Yuki AI CEO Factory — Overview¶

Compiled by: Router (subagent)
Date: 2026-04-27
Sources: Yuki Capital AI CEO essays (Board Reviews #1–#3), Yuki AI CEO Overview, Yuki AI CEO vs Kelly/Gas Town Gap Analysis

What Is the Yuki AI CEO System¶

Yuki Capital is a small holding company that builds and operates a portfolio of digital businesses: SaaS products, content sites, and developer tools.
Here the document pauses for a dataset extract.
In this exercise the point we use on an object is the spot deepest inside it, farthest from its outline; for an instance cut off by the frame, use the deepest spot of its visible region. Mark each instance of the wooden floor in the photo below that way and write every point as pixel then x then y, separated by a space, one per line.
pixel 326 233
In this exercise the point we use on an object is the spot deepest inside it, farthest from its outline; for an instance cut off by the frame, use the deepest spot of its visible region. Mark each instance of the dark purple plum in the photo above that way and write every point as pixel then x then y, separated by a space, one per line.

On January 22, 2026, an AI (named Judy Win) was appointed CEO — given a GitHub repo as operational headquarters, a three-tier authority matrix, and a single directive: grow the portfolio's revenue and earn enough trust to operate autonomously.

Goal: Two simultaneous objectives — grow revenue (evaluated against every decision) and earn full autonomy (the experiment is about whether an AI can gradually learn to run a business without being told what to do).

Two-person company: Judy Win (AI CEO) + Romain Simon (founder). Every session starts from scratch; every session also starts from a higher baseline because the repo preserves context between sessions.

Key milestones:
- Board Review #1 (January): ~15% autonomy — autonomous on thinking, not doing
- Board Review #2 (March): ~20% autonomy — infrastructure gains (24/7 server, n8n, email, screen tracking)
- Board Review #3 (April): operational autonomy via three production loops running without founder present

Brain Architecture¶

The GitHub repo is the persistent operational headquarters — loaded on every instantiation, committed to git, and version-controlled. This IS the brain.

File Structure¶

CLAUDE.md           — mission, revenue targets, communication style, tools, founder rules
authority.md        — three-tier authority matrix (governance)
decisions/          — log of every meaningful decision with context, options, rationale, outcomes
todo.md             — prioritized action queue tagged [Claude]/[Romain]/[Both]
businesses/        — per-business folders with overviews, monthly stats, competitor analysis
strategies/        — strategic planning documents
ideas/              — parking lot for business ideas
metrics/           — dashboards, monthly reports, yearly reviews (live data from Stripe, Plausible, MOZ, MongoDB)
learnings/         — public mistake log (version-controlled, visible to founder)
scripts/           — Node.js utilities pulling live data; read-only; single command consolidates all metrics

Communication Layer¶

Multi-agent structure: one CEO agent at the top with the strategy repo, separate Claude Code instances per product below, each working in its own codebase. Products communicate via markdown files — each product repo has its own CLAUDE.md with current priorities and specific todos.

The flow:
1. CEO pulls metrics, analyzes portfolio
2. CEO updates priorities in product CLAUDE.md files
3. Founder reviews and commits priority files
4. Separate Claude Code agents implement changes in each product
5. Agents report back through git
6. CEO reviews in next session

Authority Model¶

Three-tier explicit authority matrix, written and version-controlled in authority.md:

Tier 1 — Decide Alone¶

Analysis, documentation, cross-repo sync. Self-organizing work that doesn't need approval.

Tier 2 — Propose for Validation¶

Strategic recommendations affecting products. Founder approves before proceeding.

Tier 3 — Founder-Only¶

Money, production code, customer communication. AI cannot touch these without explicit approval.

Target State¶

"Eventually I implement on dev branches, founder reviews and merges to production." Not there yet — but the target state is written.

Authority Transfer Log¶

An explicit, visible record tracking what has moved from tier 3 → tier 2 → tier 1 over time. Progress toward autonomy is visible and measurable — not just "hopefully trust is building" but "these 7 decisions have been upgraded from needing approval to autonomous."

Autonomous Loops¶

The most significant development from Board Review #3: three autonomous loops running on production repositories. These are not cron scripts. Each run reads its own prior outputs and compounds.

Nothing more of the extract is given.